A machine learning algorithm walks into a bar.

"What'll you have?" asks the bartender.

The algorithm looks around and says "I'll have what everyone else is having."

Caveat 1

These slides are about verbal jokes, like

The Word Play Hotel

But word play is only a small fraction of humor.

Caveat 2

AI systems generate texts that have the form of a joke.

There is surprisingly little AI modeling of what makes something funny.

Humor is Heisenbergian.

The more you observe it, the less it seems funny.

Approaches

  • Most generators based on specific joke patterns:
    • Knock-knock jokes
    • What do you get if you cross an X with a Y?
    • What do you call an X with a Y, or X that does Y?
  • Generators used to be hand-built. Only a few were built, and those rarely maintained.
  • Now there are many generators online, all based on LLMs.

Gracie Allen Jokes

Gracie Allen Joke Pattern

Gracie Allen Joke Example

Joke Generators

Pun-Driven Jokes

  • Don't with an opening line or situation.
  • Start with the last line, usually a play on words.
  • Generate a story where that final line makes sense.
  • Example: Generate a story that ends with "cheetahs never prosper"

Pun-driven Joke 1

I had a job one winter for the National Park Service, tracking down and bringing back wolves who had left Yellowstone Park.

I had tranquilized a large grey wolf and was dragging it on a sled through some sticky wet snow. I saw a frozen pond that would make part of the journey a lot easier. But as I headed toward it, a rancher came out of a small cabin and pointed a shotgun at me.

"Oh, no, you don't," he said. "You are not going to pull the wolf over my ice!"

Pun-driven Joke 2

Why can't J. K. Rowling catch mice when she's high?

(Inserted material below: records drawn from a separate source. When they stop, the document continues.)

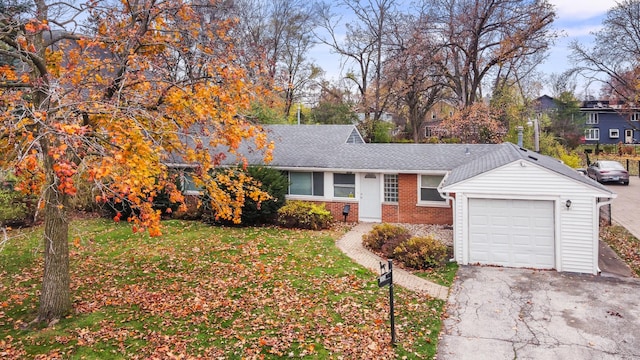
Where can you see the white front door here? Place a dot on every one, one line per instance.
(370, 207)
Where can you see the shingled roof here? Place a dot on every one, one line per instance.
(506, 153)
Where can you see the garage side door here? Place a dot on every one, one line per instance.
(513, 233)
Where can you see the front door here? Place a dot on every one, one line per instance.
(628, 136)
(370, 208)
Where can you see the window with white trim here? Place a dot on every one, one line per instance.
(306, 183)
(390, 188)
(428, 131)
(344, 185)
(592, 134)
(429, 188)
(614, 133)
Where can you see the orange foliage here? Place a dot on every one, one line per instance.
(476, 123)
(115, 108)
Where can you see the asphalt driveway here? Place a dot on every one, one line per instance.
(503, 313)
(624, 208)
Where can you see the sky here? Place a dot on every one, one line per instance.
(576, 19)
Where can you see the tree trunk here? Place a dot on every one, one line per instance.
(55, 298)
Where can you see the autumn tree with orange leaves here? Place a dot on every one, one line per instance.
(106, 100)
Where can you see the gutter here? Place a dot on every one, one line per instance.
(446, 196)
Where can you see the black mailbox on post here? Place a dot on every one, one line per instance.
(345, 211)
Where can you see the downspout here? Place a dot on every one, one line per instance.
(446, 196)
(598, 206)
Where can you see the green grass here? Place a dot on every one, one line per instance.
(210, 292)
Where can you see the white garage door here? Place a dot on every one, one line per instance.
(514, 233)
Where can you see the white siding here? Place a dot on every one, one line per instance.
(575, 228)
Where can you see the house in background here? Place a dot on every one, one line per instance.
(606, 122)
(508, 206)
(610, 122)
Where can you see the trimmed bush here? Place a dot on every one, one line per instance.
(304, 215)
(274, 183)
(385, 238)
(421, 253)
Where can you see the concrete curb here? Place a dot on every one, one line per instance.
(351, 245)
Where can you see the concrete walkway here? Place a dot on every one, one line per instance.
(351, 244)
(624, 208)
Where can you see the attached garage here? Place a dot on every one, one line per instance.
(513, 233)
(516, 208)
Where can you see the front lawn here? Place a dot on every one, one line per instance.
(624, 244)
(209, 292)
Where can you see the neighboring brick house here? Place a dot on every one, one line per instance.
(508, 206)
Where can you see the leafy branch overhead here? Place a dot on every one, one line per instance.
(112, 100)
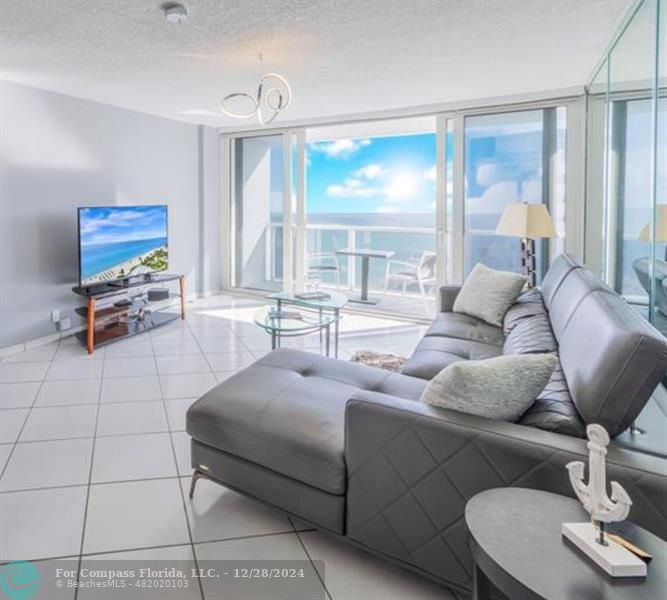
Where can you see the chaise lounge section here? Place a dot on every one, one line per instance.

A Rowling stoned gathers no mouse.

LLMs and Pun-driven Jokes

  • Informal experiments with "Tell a story / riddle" that ends with some pun:
    • The stories connect very weakly to the puns.
    • The stories invent things rather than using existing real world facts.
  • Questions:
    • Is this just bad prompting or something deeper?
    • Would the difference show up in blind judgments by human readers?
    • Could LMs be trained to do this in the reinforcement learning phase?